We’ve often discussed the health benefits of massage here. It cuts down on stress evidenced by the steroid hormone Cortizol, improving your immune system and resistance to illness and depression. Deep massage stimulate the production of proteins which encourage muscle growth, and dampen those which inflame muscles.

While these benefits are real and valuable, it’s all a bit clinical. It’s important to remember that massage is much, much more than simply having our muscles pressed until certain biological triggers are activated. Massage is a meaningful treatment, long associated with glamour and indulgence.

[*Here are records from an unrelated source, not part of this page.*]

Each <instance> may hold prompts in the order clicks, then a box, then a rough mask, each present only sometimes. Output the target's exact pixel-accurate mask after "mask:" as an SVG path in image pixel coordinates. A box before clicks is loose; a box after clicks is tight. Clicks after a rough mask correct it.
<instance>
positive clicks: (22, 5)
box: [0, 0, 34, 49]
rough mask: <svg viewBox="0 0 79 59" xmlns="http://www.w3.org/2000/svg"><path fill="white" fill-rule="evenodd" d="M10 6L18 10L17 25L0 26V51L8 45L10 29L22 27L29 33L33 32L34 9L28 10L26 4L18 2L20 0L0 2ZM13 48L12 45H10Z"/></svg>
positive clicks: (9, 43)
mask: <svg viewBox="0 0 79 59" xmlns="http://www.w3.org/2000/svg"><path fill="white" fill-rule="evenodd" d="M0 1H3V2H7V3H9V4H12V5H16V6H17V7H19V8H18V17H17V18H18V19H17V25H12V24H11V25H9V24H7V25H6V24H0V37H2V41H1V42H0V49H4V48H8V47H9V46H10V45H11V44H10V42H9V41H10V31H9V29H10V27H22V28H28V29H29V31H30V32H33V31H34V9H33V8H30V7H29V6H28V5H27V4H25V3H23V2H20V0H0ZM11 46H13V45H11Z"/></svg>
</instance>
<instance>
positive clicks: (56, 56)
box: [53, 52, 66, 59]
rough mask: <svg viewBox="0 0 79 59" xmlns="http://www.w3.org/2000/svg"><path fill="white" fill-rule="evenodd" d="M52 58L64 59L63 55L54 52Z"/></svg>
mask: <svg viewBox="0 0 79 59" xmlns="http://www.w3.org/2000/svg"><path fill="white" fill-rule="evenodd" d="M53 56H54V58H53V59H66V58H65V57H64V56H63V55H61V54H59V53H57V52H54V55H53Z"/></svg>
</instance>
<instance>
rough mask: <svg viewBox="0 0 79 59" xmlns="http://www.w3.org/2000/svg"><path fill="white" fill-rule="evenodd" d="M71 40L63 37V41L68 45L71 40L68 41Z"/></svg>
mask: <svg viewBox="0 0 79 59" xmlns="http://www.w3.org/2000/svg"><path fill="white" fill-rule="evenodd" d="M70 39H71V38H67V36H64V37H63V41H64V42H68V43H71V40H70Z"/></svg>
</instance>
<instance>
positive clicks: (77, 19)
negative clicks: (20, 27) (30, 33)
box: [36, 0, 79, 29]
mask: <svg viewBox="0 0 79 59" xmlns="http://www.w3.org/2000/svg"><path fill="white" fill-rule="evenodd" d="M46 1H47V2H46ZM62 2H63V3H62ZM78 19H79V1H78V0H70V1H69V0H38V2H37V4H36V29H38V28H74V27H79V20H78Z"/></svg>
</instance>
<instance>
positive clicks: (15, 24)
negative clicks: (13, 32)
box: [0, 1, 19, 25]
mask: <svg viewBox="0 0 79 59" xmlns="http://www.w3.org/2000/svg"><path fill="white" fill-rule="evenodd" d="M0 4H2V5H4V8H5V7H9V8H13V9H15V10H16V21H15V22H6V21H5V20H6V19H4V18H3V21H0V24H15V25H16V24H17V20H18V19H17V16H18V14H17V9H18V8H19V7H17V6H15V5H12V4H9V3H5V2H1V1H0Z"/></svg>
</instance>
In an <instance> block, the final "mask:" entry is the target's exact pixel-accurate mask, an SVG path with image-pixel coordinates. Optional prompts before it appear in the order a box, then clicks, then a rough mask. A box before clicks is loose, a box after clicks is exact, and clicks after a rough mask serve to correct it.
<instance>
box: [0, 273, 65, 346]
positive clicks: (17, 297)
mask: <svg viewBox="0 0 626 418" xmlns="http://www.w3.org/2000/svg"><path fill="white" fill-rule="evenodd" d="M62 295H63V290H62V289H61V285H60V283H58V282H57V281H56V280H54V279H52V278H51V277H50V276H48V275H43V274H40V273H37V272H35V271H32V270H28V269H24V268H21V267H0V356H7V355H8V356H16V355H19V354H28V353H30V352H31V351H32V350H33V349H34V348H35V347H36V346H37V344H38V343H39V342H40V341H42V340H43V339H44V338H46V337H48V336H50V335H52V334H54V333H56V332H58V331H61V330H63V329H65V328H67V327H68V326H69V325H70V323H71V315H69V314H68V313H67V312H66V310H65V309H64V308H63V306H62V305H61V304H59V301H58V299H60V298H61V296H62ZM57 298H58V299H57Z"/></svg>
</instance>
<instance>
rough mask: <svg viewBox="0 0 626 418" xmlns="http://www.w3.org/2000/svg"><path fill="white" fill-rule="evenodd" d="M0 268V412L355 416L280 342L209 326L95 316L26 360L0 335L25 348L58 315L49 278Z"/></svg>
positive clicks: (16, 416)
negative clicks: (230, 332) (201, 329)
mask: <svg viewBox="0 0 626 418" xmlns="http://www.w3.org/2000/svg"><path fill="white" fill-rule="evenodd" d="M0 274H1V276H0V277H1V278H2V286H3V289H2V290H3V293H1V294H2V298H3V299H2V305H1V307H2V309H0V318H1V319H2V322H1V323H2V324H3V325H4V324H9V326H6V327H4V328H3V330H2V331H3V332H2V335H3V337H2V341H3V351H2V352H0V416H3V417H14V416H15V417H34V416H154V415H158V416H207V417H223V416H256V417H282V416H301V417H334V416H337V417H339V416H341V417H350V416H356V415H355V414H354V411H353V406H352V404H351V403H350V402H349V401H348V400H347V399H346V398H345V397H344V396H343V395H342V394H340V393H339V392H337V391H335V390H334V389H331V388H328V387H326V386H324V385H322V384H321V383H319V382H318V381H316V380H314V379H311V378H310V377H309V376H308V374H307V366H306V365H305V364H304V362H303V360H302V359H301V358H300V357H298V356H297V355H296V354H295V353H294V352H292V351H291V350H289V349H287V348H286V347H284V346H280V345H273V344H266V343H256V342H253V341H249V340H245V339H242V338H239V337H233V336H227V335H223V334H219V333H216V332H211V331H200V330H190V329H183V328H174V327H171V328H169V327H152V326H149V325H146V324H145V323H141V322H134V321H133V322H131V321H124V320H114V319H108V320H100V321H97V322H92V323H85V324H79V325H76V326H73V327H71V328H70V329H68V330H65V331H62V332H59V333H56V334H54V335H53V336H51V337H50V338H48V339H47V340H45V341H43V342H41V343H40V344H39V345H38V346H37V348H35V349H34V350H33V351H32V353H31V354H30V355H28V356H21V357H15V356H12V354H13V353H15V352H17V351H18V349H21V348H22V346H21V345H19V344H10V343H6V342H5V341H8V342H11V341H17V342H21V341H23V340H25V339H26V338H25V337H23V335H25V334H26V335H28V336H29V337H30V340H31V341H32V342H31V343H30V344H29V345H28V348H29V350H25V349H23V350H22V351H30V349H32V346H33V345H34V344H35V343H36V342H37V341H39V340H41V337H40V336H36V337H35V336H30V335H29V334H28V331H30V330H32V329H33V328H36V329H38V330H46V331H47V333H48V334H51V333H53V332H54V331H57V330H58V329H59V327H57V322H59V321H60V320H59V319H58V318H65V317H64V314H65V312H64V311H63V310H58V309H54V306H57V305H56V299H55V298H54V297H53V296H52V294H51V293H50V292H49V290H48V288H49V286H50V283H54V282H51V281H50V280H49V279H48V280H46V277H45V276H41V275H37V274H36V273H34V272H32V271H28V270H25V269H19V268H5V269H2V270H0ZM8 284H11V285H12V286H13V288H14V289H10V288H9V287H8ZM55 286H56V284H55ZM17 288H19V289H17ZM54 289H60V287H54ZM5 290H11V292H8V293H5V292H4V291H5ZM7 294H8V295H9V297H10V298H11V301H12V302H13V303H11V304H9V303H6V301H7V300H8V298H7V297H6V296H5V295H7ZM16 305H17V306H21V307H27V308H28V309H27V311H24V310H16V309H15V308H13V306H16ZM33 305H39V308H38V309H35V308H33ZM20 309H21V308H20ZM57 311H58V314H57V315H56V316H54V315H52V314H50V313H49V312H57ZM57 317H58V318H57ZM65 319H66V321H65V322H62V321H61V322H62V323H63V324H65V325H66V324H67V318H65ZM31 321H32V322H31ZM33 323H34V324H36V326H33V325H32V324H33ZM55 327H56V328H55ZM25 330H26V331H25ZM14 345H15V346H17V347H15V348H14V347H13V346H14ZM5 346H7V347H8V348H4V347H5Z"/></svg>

As far as we can tell, massage originated as a medical technique. It comes from Ancient China, and was referred to by physicians along with acupuncture as an effective method of curing various ailments. Though massage supposedly transformed into a recognisable form of what we see today soon enough. For instance, a biblical refrence describes the wives of Xerxes in 493BC, who were treated each day with oil of myrrh as part of their intensive beauty regimen. With the fragrant oils and scents we associate with massage today, the glamour and beauty of it is long established.

In Rome, massage was again a luxurious and desirable activity. The Roman Baths we still see remnants of today were similar to modern spas, with bathing, scented oils and gentle massage used to rejuvenate visitors.

The medicine and glamour of massage have gone hand in hand for thousands of years, and as the medical benefits become increasingly recognised among athletes, there’s no doubt the luxury will continue to be appreciated among the public.